Since the English are a people of tradition, George III paid homage to his tyrannical predecessor almost 100 years later, in the 1760’s. He sent his cronies to confiscate colonists’ firearms in response to rumblings of revolution.

It didn’t work. The colonists invoked their 1689 rights as Englishmen to keep and bear arms, a revolution was fought and won, and we got a new nation, conceived in liberty.

If that pattern isn’t convincing, examine some of the semantics within the Declaration of Independence:

“But when a long train of abuses and usurpations, pursuing invariably the same Object evinces a design to reduce them under absolute Despotism, it is their right, it is their duty, to throw off such a Government, and provide new Guards for their future security.”

No reasonable interpretation would lead one to think this a peaceful sentiment calling for a more local entity to regulate the tax rate on tea. The “long train of abuses” did not belong solely to King George III, and the sentence does not call for a new government but “new Guards,” a force to protect liberty made up of those who respond to the call.

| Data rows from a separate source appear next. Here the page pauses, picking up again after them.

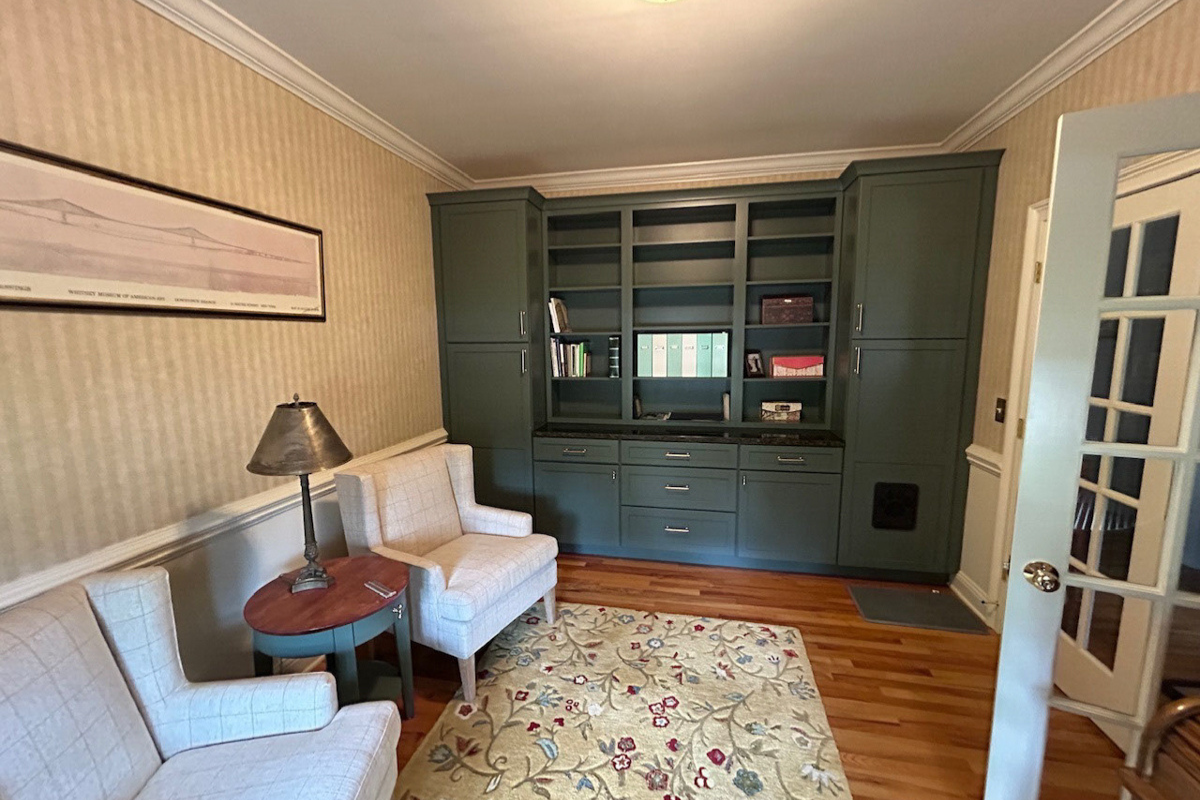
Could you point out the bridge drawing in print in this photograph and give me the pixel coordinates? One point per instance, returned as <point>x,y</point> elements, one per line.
<point>79,238</point>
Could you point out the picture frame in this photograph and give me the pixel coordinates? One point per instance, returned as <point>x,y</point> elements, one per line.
<point>79,236</point>
<point>754,365</point>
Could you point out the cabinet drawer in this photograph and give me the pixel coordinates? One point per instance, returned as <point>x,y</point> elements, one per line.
<point>694,531</point>
<point>671,453</point>
<point>587,451</point>
<point>792,459</point>
<point>702,489</point>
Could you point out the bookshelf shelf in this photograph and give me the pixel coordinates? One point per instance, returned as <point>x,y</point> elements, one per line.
<point>784,325</point>
<point>786,282</point>
<point>693,268</point>
<point>607,287</point>
<point>790,379</point>
<point>792,236</point>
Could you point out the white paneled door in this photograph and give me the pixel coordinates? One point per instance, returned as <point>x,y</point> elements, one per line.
<point>1109,465</point>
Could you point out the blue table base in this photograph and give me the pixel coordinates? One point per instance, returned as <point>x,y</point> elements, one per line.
<point>337,645</point>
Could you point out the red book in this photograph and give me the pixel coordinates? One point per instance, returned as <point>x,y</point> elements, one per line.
<point>797,366</point>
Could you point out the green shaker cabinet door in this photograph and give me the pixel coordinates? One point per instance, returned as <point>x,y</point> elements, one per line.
<point>789,517</point>
<point>917,254</point>
<point>489,396</point>
<point>904,402</point>
<point>577,504</point>
<point>483,265</point>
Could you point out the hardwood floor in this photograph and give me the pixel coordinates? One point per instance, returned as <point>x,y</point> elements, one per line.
<point>911,709</point>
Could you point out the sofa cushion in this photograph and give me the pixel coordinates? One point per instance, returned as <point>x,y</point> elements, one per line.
<point>483,570</point>
<point>352,758</point>
<point>417,503</point>
<point>71,728</point>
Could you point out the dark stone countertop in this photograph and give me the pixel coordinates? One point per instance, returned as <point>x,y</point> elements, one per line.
<point>714,435</point>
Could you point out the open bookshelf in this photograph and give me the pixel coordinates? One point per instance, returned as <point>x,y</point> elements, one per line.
<point>693,269</point>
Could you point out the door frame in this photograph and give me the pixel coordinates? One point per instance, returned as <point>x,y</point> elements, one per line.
<point>1090,145</point>
<point>1147,173</point>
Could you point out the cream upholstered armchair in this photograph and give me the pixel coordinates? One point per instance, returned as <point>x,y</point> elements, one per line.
<point>475,567</point>
<point>95,707</point>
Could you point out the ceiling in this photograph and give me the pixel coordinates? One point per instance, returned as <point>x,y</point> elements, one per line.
<point>509,88</point>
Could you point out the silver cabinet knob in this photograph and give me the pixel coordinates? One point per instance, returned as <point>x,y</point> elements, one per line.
<point>1043,576</point>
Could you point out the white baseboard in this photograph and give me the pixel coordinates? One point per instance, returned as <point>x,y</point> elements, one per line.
<point>165,543</point>
<point>976,599</point>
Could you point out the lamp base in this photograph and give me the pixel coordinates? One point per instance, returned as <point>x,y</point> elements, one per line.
<point>312,576</point>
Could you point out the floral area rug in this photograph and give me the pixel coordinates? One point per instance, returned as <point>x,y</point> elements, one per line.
<point>610,703</point>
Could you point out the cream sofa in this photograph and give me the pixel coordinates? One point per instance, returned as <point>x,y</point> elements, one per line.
<point>94,705</point>
<point>475,569</point>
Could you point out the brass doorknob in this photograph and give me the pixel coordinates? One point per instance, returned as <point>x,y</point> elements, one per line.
<point>1043,576</point>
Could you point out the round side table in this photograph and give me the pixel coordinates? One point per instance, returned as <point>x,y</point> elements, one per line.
<point>333,621</point>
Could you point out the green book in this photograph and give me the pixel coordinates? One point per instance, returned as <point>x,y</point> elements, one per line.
<point>675,355</point>
<point>645,355</point>
<point>703,355</point>
<point>721,355</point>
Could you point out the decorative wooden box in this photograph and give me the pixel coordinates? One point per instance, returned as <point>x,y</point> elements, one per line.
<point>786,311</point>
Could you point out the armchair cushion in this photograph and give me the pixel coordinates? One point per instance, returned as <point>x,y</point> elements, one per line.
<point>417,503</point>
<point>352,758</point>
<point>71,729</point>
<point>136,615</point>
<point>483,570</point>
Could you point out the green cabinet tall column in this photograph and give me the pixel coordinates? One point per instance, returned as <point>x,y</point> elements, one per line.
<point>915,270</point>
<point>489,272</point>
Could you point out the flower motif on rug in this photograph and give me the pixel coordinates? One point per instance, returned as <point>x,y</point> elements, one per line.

When the American Revolution was fought and won, the founding fathers did not think gun ownership obsolete. Each state (except Pennsylvania) mandated its own militia, a group of men who had to attend drills regularly and bring their personally owned weapons to the cause. Gun ownership was the rule, not the exception. Every home was expected to have a gun. Firearms were a part of American homes much like screwdrivers are today.

 In the spirit of the citizen militia, James Madison fought tenaciously for the power of the people against a tyrannical government or even an oppressive faction of the citizenry itself:

In Federalist #10, Madison made the bold prediction that “enlightened statesmen will not always be at the helm.”

At the Philadelphia Convention, he supported the power of individuals rather than just a conglomerate of people, stating, “In all cases where a majority are united by a common interest or passion, the rights of the minority are in danger.” The idea of liberty is inherently paradoxical in that freethinking majorities ruin liberty when they use it to snuff out the opinions of dissenters. Luckily, the Bill of Rights is the guide to prevent our freedom from being the numbers game it might otherwise become.

To conclude the rich history of the power of protection over the flimsiness of superficial, government-sponsored security, here is a thought from one Dwight D. Eisenhower:

“If you want total security, go to prison. There you’re fed, clothed, given medical care, and so on. The only thing lacking… is freedom.”

Conclusions

The Second Amendment came into existence because liberty itself relies on its people for protection against tyranny. It’s not enough for law enforcement or the military to be armed to protect Americans and freedom. In truth, the armed defense of the vulnerable is the duty of every gun owner, and promoting the right to personal protection is the moral imperative of every American.

So raise a glass to those who know their right to keep and bear arms, those who protect their rights as fiercely as they will protect themselves with their scary-looking, stigmatized black firearms, those who will join a proud tradition of successful action against thugs of any size and motive when duty calls.